Il mondo del calcio ha perso il suo “marine“. E il soprannome che si era guadagnato Giampiero Ventrone, morto a 62 anni colpito da una leucemia fulminante, non era dovuto solamente alla sua celebre metodologia di allenamenti. Ventrone militare lo era stato per davvero: ebbe l’intuizione di trasformare quella disciplina in una filosofia di preparazione atletica. Quella intuizione è uno dei segreti dietro ai successi della Juventus di Marcello Lippi, così come del Mondiale vinto dall’Italia nel 2006, quando il tecnico di Viareggio lo volle con sé a curare le gambe degli azzurri in vista dell’avventura tedesca.

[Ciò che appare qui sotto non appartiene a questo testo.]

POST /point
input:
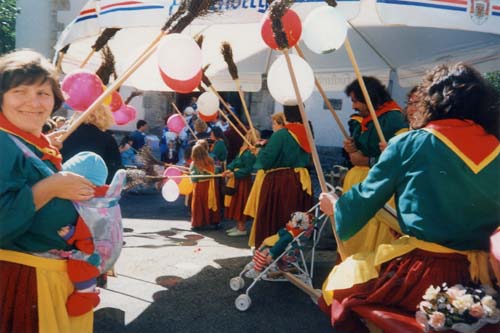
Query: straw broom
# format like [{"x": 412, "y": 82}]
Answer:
[
  {"x": 362, "y": 85},
  {"x": 277, "y": 10},
  {"x": 100, "y": 42},
  {"x": 187, "y": 12},
  {"x": 227, "y": 53}
]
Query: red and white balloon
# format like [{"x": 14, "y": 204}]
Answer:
[
  {"x": 180, "y": 61},
  {"x": 291, "y": 26}
]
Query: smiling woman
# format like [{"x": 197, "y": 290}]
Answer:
[{"x": 35, "y": 202}]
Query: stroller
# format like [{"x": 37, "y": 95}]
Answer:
[{"x": 292, "y": 260}]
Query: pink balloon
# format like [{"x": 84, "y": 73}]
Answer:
[
  {"x": 182, "y": 86},
  {"x": 175, "y": 123},
  {"x": 173, "y": 172},
  {"x": 82, "y": 89},
  {"x": 116, "y": 101},
  {"x": 291, "y": 26}
]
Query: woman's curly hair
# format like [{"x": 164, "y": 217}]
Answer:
[{"x": 458, "y": 92}]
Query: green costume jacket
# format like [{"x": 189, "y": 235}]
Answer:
[
  {"x": 282, "y": 151},
  {"x": 242, "y": 165},
  {"x": 21, "y": 227},
  {"x": 446, "y": 181}
]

Come è finita lo sappiamo tutti.
Napoletano di origine, Ventrone ha introdotto nel calcio i suoi allenamenti non convenzionali ormai quasi 30 anni fa. Dopo un decennio trascorso in bianconero, dal 1994 al 2004, durante l’era di Moggi e Giraudo, ha fatto un’esperienza in Francia da vice allenatore dell’Ajaccio, con Fabrizio Ravanelli in panchina. Successivamente è stato preparatore atletico del Catania nel 2014/15, prima di una parentesi cinese al Jiangsu Suning (con Fabio Capello tecnico e uno staff tutto italiano) e al Guangzhou Evergrande guidato da Fabio Cannavaro.
Di recente, nel 2021, era stato chiamato da Antonio Conte, che lo aveva già voluto ai tempi della promozione del Bari dalla Serie B alla A, per risollevare il Tottenham. La dimostrazione che la filosofia di Ventrone dopo tre decenni era ancora attualissima. Negli ultimi mesi hanno fatto il giro del mondo le immagini di Harry Kane e di Son, i due leader del Tottenham, stremati da sedute di allenamento massacranti. Metodi che avevano fatto accendere i riflettori attorno a lui anche in Inghilterra. Le sue sessioni erano conosciute fin dai tempi della Juve per il rito della “campana della vergogna” (chi non riusciva a completare gli esercizi doveva alzarsi e farla suonare) e per la musica di sottofondo, dal rock a quella classica, a seconda delle occasioni.